The current version of El Niño is begining to form and experts say it has the potential to be the strongest ever recorded with "extreme rainfall" for California. But even that not be enough to relieve California's four year drought, KTLA reported.
In the last three months, National Oceanic and Atmospheric Administration (NOAA) recorded peculiar heat levels in the Pacific Ocean. The wave of El Niño is warming up the Pacific that changes weather course all over the world. This will greatly affect the United States during winter, according to Huffington Post.
Mike Halpert of NOAA said that this El Niño could be in-line with past El Niños like the ones during 1972-'73, 1982-83 and the one more than a decade ago in 1997-98.
In 1997, El Niño manifested as the second-warmest iteration and seventh wettest winter since records began being kept in 1895. There were disasters everywhere that caused flooding, ice storms and tornadoes from California to Florida.
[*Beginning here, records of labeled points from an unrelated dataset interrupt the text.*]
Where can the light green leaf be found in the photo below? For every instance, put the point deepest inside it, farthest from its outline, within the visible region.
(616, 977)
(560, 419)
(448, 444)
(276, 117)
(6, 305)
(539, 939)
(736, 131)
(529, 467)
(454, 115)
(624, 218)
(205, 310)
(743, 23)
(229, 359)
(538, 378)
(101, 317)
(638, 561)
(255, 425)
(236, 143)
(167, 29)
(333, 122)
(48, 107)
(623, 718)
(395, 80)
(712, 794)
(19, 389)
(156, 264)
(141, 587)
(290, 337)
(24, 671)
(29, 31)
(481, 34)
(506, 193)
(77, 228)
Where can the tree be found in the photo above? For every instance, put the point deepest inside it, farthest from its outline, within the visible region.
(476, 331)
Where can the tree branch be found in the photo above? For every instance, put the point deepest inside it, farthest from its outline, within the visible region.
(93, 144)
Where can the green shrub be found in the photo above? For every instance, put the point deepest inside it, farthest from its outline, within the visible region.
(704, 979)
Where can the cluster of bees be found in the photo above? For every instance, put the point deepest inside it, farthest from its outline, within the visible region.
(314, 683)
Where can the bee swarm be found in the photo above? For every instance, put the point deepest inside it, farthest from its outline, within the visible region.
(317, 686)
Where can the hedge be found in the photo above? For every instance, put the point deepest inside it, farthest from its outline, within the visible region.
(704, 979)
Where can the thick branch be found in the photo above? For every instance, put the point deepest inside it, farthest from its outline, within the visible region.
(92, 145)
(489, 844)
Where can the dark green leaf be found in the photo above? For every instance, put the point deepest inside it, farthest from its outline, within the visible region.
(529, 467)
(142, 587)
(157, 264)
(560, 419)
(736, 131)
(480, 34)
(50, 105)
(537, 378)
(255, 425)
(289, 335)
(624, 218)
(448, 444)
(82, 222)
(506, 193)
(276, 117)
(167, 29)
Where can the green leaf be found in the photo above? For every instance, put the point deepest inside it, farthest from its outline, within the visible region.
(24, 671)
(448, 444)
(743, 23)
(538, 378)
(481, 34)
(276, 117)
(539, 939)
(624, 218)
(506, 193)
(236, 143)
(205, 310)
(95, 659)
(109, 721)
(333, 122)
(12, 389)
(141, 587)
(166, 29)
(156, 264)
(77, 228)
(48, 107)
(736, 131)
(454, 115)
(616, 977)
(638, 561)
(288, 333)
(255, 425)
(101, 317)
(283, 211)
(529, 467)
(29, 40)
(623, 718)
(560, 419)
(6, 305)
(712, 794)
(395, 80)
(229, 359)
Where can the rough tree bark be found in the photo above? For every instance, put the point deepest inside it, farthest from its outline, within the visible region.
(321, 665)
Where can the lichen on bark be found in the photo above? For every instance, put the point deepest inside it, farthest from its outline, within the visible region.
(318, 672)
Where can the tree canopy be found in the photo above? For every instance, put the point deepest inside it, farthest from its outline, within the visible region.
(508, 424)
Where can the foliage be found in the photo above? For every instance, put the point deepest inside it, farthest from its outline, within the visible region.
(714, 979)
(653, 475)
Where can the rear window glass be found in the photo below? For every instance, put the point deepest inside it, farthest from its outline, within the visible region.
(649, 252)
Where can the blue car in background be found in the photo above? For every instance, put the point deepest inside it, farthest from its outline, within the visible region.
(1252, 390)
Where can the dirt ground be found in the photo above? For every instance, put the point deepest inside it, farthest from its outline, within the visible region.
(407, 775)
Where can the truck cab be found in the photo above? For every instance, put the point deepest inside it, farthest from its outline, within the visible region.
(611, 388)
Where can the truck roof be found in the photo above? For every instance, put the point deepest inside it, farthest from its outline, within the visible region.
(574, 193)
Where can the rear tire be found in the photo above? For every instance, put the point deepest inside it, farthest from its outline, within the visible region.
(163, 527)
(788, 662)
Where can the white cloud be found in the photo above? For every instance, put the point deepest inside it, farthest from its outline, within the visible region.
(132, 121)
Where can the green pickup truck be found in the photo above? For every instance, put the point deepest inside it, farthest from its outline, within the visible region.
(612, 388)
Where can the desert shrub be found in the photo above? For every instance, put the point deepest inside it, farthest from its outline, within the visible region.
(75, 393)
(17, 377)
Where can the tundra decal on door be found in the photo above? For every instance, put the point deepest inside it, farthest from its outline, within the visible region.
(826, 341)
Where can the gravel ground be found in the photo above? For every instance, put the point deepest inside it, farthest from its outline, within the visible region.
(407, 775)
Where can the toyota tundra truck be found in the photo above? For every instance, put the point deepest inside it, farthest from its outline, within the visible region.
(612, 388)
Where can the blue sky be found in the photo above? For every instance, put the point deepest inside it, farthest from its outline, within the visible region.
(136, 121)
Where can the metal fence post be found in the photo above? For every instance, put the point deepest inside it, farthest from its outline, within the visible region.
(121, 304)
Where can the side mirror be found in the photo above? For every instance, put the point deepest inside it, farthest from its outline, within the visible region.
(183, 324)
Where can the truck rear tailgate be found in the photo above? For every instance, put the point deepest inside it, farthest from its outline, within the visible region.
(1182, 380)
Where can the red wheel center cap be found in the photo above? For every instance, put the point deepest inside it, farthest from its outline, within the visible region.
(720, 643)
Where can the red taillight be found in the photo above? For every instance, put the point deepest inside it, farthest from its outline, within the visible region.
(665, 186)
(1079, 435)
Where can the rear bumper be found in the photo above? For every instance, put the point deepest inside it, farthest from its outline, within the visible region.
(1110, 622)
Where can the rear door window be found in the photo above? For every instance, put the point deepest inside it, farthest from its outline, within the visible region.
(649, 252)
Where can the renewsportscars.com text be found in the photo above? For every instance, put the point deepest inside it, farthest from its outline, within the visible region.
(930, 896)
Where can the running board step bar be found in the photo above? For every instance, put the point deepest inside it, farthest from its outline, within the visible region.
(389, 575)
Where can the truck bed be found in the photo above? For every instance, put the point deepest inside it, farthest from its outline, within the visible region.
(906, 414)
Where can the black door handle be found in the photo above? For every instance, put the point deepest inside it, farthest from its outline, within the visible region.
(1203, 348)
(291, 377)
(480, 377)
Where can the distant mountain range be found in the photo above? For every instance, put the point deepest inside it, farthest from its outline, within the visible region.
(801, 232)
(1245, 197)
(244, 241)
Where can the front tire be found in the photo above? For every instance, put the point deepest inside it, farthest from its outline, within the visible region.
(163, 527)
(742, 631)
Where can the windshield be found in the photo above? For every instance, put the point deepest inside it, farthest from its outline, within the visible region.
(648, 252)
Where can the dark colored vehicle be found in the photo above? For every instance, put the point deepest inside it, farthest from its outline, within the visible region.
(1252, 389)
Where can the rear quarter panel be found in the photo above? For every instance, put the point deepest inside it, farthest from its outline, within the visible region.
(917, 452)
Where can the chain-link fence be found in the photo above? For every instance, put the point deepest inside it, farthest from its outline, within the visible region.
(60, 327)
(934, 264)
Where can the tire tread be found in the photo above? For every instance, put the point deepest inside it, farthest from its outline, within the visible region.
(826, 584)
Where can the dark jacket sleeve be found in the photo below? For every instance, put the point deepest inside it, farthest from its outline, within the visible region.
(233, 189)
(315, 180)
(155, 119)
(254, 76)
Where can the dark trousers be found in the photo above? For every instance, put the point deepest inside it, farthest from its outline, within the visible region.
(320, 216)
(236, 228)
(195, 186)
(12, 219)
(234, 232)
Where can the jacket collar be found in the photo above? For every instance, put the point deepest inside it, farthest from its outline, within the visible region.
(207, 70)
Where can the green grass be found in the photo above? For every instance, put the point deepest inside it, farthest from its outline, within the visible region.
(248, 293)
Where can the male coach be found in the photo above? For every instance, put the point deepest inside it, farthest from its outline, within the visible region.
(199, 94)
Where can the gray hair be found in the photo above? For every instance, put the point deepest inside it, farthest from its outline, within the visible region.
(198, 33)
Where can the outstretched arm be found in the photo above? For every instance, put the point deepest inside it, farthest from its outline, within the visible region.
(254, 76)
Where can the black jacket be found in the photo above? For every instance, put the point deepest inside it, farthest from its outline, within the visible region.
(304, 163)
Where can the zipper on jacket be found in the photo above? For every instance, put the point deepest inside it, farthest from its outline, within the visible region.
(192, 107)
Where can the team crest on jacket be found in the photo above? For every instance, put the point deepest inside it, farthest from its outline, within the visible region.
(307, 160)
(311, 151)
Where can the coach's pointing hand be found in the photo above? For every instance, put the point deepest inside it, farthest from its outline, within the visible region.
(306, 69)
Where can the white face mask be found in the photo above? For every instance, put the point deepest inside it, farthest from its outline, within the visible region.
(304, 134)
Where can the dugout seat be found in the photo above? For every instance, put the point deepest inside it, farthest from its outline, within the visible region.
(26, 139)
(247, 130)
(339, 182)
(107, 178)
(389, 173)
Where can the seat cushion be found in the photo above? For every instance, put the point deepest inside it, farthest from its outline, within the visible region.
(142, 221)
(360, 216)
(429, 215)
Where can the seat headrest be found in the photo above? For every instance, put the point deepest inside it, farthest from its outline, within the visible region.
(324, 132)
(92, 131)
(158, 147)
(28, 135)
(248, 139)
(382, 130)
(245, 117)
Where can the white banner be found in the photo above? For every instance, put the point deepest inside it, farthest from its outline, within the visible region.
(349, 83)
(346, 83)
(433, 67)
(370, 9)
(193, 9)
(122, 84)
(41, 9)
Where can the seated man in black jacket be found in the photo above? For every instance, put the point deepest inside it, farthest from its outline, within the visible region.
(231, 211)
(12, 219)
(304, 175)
"This definitely has the potential of being the Godzilla El Niño," said Climatologist Bill Patzert of NASA's Jet Propulsion Laboratory, adding, according to the LA Times, that "Everything now is going to the right way for El Niño. If this lives up to its potential, this thing can bring a lot of floods, mudslides and mayhem."
This El Niño wave will greatly affect Northern California. "The really big El Niños – we're not there yet – can soak the whole state. But right now it's possible to get a lot of flooding and mudslides in the south. In Northern California, you could get below-normal rainfall and snowpack.
"So that's why I'm not calling this a drought-buster yet," said Patzert as people think this will fix the extreme drought in California.
There is an 85 percent chance El Niño will remain a threat until spring of 2016.